Eso fue el sábado en "La Noria". Su hermana Mar y Cielo estuvo el viernes en "¿Dónde estás, corazón?" con su bustier blanco postoperatorio (desde la lipo y las siliconas no se lo quita de encima la chiquilla; es un extraño fondo de armario). Llegaba la pobre muertecica desde L.A. en avión pagado por D.E.C. Ayuda En Acción. Si no es porque Cantizano le saca el billete por internet todavía está allí la cría, paseando por Rodeo Drive y viendo los escaparates como un niño de Dickens mira por las ventanas de las casas de los ricos en Navidad. Ahora por lo menos ya tiene un pellizquito para comprarse otro bustier, que ya saben que el blanco es poco sufrido. En este caso, poquísimo.

No escuché a ninguno de los dos; hay cosas que hasta a mí me producen vergüenza ajena (eso y que yo tenía montada una tertulia paralela, que si llego a estar sola me lo trago casi seguro). Sí oí alto y claro a Chelo García Cortés decir que Pajares había dado negativo en los análisis de tóxicos, y que lo que tenía era una enfermedad mental. Normal. Pajares tiene una enfermedad mental derivada de muchos, muchos años de consumo de esas mismas sustancias tóxicas que no aparecen en los análisis, porque si hubieran aparecido este fin de semana querría decir que los ha hecho el forense, y no el médico. La pobre Chelo está tan ocupada con su obra literaria (ha publicado un libro llamado "YO ACUSO"; no sé para qué hay que tener más tomates, si para parafrasear a Zola en el título, para salir en la portada con una foto de Isabel Pantoja detrás, para poner tu nombre como autora cuando lo ha escrito Jesús Locampos o para afirmar que es un ejercicio de autocrítica que pretende derribar el todo vale por la audiencia, no sé) que no ha podido consultar a un especialista para que le explique lo que le ocurre de verdad a Pajares.
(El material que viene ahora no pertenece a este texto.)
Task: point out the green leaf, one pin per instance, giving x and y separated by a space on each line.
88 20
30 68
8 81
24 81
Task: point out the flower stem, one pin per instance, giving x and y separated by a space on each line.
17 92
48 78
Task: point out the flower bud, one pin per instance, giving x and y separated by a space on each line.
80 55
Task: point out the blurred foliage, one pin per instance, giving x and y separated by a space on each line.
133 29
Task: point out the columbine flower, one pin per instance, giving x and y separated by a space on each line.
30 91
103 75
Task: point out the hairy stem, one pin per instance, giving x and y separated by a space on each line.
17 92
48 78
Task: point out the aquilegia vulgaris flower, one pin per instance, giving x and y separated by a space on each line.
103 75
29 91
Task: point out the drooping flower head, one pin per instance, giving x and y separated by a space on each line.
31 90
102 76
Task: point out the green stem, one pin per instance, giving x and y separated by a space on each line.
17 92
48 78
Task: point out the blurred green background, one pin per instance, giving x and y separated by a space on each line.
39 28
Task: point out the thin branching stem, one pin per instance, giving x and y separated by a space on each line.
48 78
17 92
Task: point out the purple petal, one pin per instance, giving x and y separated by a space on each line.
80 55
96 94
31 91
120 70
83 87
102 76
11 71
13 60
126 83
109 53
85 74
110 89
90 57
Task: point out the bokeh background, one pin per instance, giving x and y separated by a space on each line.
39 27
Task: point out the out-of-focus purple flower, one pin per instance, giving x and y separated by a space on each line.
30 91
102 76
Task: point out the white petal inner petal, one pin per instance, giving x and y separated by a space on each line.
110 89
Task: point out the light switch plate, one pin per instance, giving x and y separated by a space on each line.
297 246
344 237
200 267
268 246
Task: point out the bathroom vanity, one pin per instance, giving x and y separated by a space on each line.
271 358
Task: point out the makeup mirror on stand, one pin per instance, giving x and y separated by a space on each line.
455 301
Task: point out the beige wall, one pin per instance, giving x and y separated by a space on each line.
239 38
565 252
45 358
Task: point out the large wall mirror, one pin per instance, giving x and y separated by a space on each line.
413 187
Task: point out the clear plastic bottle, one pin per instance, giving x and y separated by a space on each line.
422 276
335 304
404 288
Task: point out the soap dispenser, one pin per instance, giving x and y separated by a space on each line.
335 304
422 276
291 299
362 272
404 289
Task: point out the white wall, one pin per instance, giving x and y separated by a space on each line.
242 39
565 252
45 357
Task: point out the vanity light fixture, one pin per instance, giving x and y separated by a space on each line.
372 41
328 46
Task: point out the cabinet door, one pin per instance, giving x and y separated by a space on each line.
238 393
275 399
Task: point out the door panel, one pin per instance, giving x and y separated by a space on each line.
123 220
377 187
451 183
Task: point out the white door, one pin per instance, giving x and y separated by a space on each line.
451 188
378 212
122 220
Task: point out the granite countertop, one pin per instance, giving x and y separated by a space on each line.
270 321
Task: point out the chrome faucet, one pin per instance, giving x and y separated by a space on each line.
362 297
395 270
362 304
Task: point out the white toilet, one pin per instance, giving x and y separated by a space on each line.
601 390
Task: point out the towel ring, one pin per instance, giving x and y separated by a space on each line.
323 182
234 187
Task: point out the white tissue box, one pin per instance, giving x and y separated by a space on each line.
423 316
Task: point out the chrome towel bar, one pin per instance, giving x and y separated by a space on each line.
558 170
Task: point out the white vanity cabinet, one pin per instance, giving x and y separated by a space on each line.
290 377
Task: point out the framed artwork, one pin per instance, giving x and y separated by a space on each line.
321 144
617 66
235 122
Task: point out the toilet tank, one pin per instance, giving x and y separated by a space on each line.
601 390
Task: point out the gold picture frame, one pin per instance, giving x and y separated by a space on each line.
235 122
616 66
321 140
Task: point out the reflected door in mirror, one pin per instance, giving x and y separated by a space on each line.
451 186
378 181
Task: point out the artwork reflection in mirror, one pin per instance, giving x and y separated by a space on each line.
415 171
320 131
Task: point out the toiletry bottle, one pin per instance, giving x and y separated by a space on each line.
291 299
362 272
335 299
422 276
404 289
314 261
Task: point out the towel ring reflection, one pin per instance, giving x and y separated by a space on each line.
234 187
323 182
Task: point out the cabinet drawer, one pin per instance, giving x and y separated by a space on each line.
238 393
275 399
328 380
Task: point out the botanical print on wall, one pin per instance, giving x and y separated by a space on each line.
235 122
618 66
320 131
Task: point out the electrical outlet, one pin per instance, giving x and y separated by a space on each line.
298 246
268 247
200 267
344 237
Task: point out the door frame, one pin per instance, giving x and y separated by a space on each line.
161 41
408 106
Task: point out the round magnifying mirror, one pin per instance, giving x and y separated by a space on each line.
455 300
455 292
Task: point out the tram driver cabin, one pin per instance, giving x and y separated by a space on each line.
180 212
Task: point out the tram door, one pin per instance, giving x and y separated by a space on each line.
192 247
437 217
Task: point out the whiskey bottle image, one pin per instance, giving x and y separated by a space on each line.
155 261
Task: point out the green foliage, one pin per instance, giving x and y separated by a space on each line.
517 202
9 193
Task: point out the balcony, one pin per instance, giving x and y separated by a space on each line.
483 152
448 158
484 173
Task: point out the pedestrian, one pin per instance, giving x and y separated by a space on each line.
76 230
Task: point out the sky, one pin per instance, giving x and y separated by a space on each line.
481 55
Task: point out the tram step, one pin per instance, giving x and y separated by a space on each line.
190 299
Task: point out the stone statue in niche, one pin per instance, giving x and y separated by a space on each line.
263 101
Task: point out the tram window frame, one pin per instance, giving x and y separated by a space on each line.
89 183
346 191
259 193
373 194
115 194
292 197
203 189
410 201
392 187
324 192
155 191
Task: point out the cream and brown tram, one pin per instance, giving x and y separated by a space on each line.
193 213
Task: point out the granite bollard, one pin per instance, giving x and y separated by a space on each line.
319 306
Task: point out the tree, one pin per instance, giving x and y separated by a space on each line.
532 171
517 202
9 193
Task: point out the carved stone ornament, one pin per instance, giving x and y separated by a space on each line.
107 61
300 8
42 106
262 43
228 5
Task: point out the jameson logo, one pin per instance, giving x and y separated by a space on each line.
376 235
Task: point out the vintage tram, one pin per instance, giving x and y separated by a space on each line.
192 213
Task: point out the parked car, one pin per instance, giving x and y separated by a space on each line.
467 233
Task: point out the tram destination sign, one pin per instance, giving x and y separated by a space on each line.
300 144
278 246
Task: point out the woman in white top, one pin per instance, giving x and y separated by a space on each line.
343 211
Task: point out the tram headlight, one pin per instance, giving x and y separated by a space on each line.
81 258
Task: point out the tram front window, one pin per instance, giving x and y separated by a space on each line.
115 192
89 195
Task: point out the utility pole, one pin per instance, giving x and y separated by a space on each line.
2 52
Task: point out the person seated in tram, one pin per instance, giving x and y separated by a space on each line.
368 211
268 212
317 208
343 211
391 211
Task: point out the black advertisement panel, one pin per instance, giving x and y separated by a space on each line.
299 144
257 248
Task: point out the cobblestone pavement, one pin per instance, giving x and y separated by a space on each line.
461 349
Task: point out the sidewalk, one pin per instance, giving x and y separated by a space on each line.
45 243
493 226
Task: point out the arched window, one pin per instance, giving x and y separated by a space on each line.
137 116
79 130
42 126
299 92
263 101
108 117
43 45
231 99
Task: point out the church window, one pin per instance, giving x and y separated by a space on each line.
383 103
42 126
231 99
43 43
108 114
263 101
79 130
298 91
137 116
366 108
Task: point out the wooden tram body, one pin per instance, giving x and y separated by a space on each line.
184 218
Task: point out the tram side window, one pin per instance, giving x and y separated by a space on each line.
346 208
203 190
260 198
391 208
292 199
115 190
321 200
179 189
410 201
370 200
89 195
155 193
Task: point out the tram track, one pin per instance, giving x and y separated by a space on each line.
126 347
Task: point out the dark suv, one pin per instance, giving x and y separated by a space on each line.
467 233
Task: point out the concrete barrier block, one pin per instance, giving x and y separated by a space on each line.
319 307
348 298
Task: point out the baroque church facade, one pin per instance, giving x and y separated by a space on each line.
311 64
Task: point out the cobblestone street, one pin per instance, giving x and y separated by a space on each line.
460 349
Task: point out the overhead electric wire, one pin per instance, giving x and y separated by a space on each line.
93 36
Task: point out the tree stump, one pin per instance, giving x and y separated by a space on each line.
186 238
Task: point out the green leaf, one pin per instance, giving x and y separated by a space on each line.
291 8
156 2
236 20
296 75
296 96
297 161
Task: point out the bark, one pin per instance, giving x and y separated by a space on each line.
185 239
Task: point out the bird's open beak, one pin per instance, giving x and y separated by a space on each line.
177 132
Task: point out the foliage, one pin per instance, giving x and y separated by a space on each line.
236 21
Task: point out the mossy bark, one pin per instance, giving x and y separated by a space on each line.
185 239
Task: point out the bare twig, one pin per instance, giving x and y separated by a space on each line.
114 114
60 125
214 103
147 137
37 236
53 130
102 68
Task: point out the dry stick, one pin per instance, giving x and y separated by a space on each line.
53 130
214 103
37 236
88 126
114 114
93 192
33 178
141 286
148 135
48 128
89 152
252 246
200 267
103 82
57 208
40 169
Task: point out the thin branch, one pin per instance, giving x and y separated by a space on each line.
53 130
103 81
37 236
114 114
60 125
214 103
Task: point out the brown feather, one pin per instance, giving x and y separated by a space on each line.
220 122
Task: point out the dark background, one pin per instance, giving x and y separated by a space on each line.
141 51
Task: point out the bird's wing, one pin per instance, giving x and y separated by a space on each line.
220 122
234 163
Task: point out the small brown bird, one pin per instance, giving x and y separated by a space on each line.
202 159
"...Queeeeeeé pena de mushasho le diiiiice la geeeeente en los bares" que canta Kiko Veneno. Y qué pena, de verdad. Alfredo Landa, que es más listo que el hambre, hizo un juego malabar y dignificó la etapa más cutre de su carrera, consiguiendo llamar "landismo" a un trozo de la historia del cine español. Andrés Pajares ha inventado el "pajarismo", caerte de un árbol y quedarte tirao en el suelo con las paticas pa'rriba. Y que los polluelos que criaste, que tú creías de gorrión y resultaron ser de cuervo, te miren desde el nido mientras los alimenta un cámara del DEC National Geographic. Pero qué pena.